Lisdexamfetamine (Vyvanse) - Class, Dosage, MOA, Side effects

Lisdexamfetamine (Vyvanse) is a derivative of amphetamine. It is used in conjunction with psychological and behavioral therapies for the treatment of ADHD and binge eating disorder.

Indications of Lisdexamfetamine (Vyvanse):

  • Attention-deficit/hyperactivity disorder:

    • The treatment of attention deficit/hyperactivity disorder is indicated (ADHD).

  • Binge eating disorder:

    • Adults with moderate to severe binge eating disorders are treated with it.

Lisdexamfetamine (Vyvanse)  dose in adults:

Note: Assessment for the presence of cardiac disease risk of abuse is necessary before starting therapy.

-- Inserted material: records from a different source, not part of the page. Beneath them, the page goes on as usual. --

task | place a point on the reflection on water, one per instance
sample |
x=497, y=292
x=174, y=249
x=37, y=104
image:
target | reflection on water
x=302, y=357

Lisdexamfetamine (Vyvanse) dose in the treatment of Attention-deficit/hyperactivity disorder (ADHD):

  • Initial: 30 mg taken orally once day in the morning; dosage may be increased in 10 mg or 20 mg steps per week until the desired result is attained
  • The maximum daily dose is 70 mg.
  • Note:
    • The dosage ought to be determined by the patient's needs and therapeutic response.
    • Use the smallest effective dose possible.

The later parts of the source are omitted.